In some cases, users will need to specify the logical type in the schema field. Details here: https://github.com/apache/parquet-format/blob/master/LogicalTypes.md

For example, when using type: BYTE_ARRAY to encode a string value, they might want to set the logical type to STRING so decoders will be able to interpret it correctly. For example, given this config:

input:
  generate:
    mapping: root.test = "deadbeef"
    count: 1
    interval: 0s

pipeline:
  processors:
    - parquet_encode:
        schema:
          - name: test
            type: BYTE_ARRAY

output:
  file:
    path: output.parquet
    codec: all-bytes

will produce a parquet binary which, when decoded with parquet-tools will contain a base64-encoded value:

> docker run --rm -v$(pwd):/tmp/parquet nathanhowell/parquet-tools cat /tmp/parquet/output.parquet
test = ZGVhZGJlZWY=

however, if we change this line of code to n = parquet.String(), then parquet-tools will output test = deadbeef.

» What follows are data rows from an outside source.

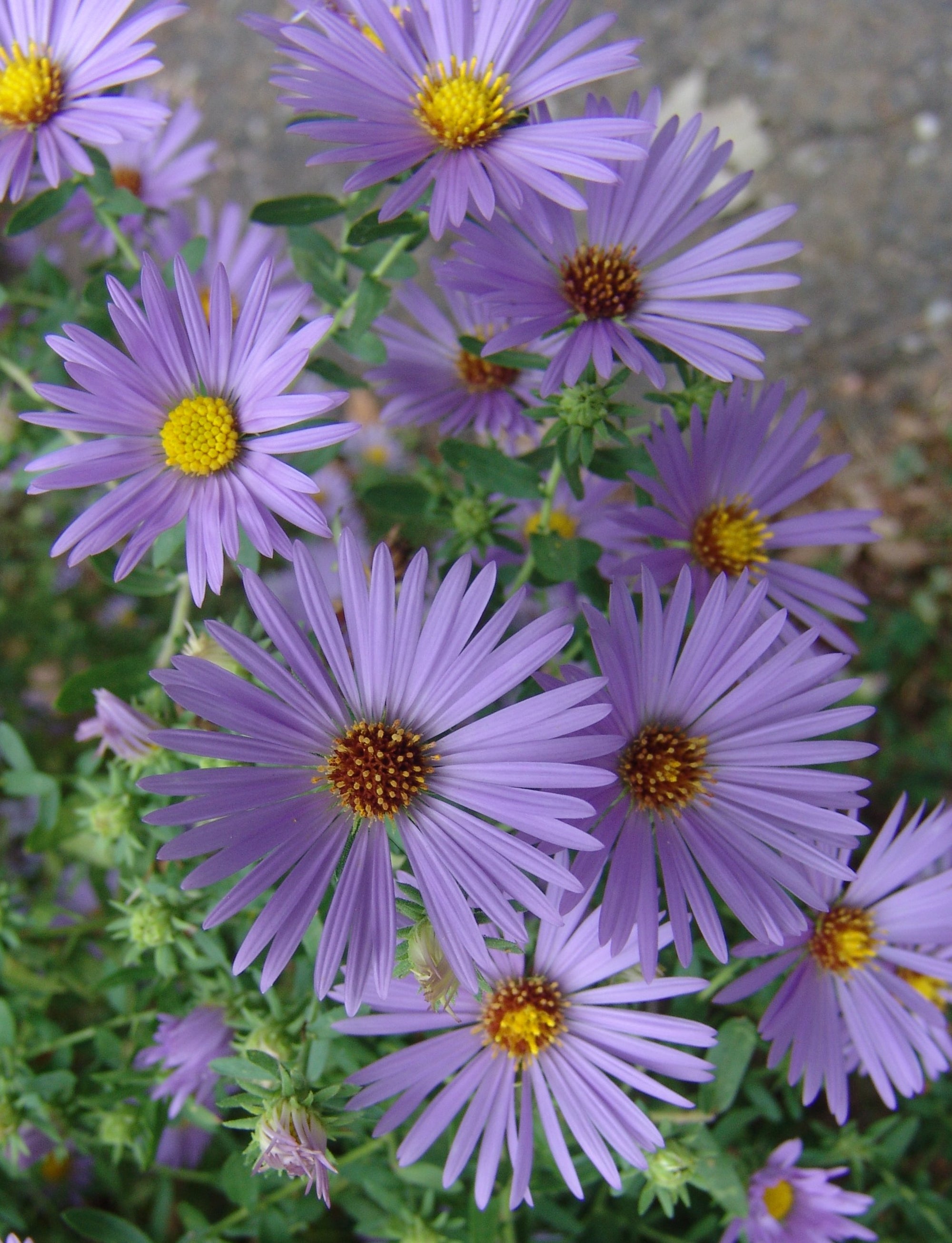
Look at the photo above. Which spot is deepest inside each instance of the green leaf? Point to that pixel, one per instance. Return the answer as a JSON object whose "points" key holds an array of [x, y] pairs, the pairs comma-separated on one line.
{"points": [[491, 470], [398, 499], [125, 678], [372, 298], [371, 228], [14, 749], [298, 209], [40, 209], [564, 561], [102, 1227], [731, 1056]]}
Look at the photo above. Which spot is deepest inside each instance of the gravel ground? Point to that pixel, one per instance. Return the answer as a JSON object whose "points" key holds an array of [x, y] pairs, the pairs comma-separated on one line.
{"points": [[845, 105]]}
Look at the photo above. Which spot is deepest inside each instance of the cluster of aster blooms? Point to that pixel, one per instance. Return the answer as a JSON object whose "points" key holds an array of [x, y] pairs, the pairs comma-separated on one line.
{"points": [[485, 772]]}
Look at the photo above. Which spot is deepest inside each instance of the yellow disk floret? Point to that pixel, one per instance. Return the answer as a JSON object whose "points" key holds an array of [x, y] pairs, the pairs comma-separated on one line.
{"points": [[200, 436], [31, 88], [463, 109]]}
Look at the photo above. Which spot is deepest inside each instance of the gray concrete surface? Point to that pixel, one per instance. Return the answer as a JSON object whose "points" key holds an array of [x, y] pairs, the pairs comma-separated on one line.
{"points": [[855, 97]]}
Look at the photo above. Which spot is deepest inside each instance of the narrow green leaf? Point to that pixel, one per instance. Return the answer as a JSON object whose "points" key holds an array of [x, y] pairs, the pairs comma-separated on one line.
{"points": [[298, 209], [43, 208]]}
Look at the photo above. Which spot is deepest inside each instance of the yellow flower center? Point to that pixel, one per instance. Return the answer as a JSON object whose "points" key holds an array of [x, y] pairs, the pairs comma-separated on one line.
{"points": [[664, 768], [524, 1016], [200, 436], [729, 537], [930, 987], [377, 768], [31, 88], [601, 284], [843, 940], [778, 1200], [560, 521], [463, 109]]}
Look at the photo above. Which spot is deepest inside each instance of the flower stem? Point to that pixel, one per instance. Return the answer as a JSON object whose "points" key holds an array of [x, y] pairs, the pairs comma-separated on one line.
{"points": [[177, 622], [545, 526]]}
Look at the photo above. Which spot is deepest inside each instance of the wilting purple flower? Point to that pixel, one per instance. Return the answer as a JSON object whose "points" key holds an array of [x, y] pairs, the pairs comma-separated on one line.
{"points": [[119, 727], [187, 1046], [184, 413], [430, 378], [159, 171], [717, 499], [711, 774], [788, 1205], [294, 1140], [449, 90], [617, 283], [378, 736], [56, 60], [863, 989], [548, 1027]]}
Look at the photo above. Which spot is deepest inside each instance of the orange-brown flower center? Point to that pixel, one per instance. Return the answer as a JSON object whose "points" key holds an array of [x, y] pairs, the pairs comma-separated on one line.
{"points": [[484, 376], [601, 284], [843, 940], [524, 1016], [377, 768], [664, 768]]}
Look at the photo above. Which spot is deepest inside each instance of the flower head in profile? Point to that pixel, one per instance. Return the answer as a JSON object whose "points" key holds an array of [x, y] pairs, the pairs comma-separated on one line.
{"points": [[541, 1037], [294, 1140], [787, 1203], [159, 171], [867, 984], [58, 60], [430, 378], [386, 729], [184, 419], [618, 280], [717, 499], [119, 727], [715, 776], [448, 94]]}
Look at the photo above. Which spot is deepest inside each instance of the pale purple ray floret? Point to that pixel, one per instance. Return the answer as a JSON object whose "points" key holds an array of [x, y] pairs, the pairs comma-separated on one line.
{"points": [[868, 980], [542, 1037], [187, 416], [715, 777], [388, 734], [615, 283], [446, 90], [430, 378], [58, 60], [788, 1203], [717, 497]]}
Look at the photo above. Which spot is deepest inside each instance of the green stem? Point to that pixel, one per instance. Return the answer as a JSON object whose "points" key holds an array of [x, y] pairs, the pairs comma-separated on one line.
{"points": [[177, 622], [548, 497], [88, 1034], [397, 249]]}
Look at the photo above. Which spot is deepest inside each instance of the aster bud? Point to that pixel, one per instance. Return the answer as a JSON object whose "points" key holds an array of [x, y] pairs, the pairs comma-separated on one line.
{"points": [[430, 967], [291, 1138]]}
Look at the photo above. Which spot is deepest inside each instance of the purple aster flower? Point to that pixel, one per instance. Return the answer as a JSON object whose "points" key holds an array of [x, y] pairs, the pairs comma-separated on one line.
{"points": [[184, 416], [119, 727], [788, 1205], [294, 1140], [430, 378], [617, 281], [158, 169], [379, 737], [446, 92], [56, 60], [711, 774], [863, 989], [537, 1034], [717, 499], [187, 1046]]}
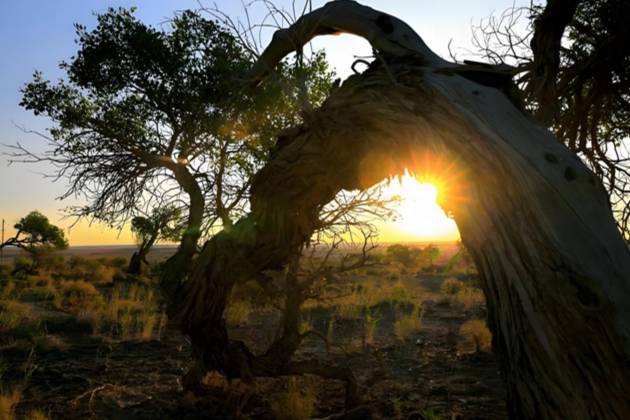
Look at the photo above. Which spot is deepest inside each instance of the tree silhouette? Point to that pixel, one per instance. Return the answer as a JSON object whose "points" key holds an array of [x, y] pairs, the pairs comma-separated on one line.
{"points": [[36, 235], [552, 264], [149, 116], [162, 224]]}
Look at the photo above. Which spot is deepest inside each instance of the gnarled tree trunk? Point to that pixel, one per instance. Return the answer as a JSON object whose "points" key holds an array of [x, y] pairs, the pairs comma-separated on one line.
{"points": [[555, 271]]}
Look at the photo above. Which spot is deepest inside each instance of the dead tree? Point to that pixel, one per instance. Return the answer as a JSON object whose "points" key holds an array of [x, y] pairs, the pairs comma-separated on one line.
{"points": [[554, 268]]}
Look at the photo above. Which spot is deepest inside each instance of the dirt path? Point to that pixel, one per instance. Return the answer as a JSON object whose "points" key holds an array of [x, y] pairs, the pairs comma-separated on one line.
{"points": [[94, 378]]}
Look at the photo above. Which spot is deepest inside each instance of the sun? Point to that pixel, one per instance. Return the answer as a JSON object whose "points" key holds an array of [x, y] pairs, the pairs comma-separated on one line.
{"points": [[419, 215]]}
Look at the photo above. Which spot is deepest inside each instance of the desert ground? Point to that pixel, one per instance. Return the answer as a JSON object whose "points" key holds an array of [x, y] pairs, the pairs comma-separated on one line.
{"points": [[79, 339]]}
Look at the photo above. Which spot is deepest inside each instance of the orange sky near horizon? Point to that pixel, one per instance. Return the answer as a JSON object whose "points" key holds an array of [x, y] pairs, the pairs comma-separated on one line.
{"points": [[420, 219]]}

mihaitodor commented 2 years ago

This issue seems to also cause Pandas to fail with "OSError: Not yet implemented: DecodeArrow for DeltaLengthByteArrayDecoder.": https://github.com/segmentio/parquet-go/issues/325

Jeffail commented 2 years ago

I've added a UTF8 option for column values: https://github.com/benthosdev/benthos/commit/07ed81b150778a362e25e52428c59a05ca21369b as a quick work around. Technically I think we ought to be exposing logical types with a seperate field but we can cross that bridge later.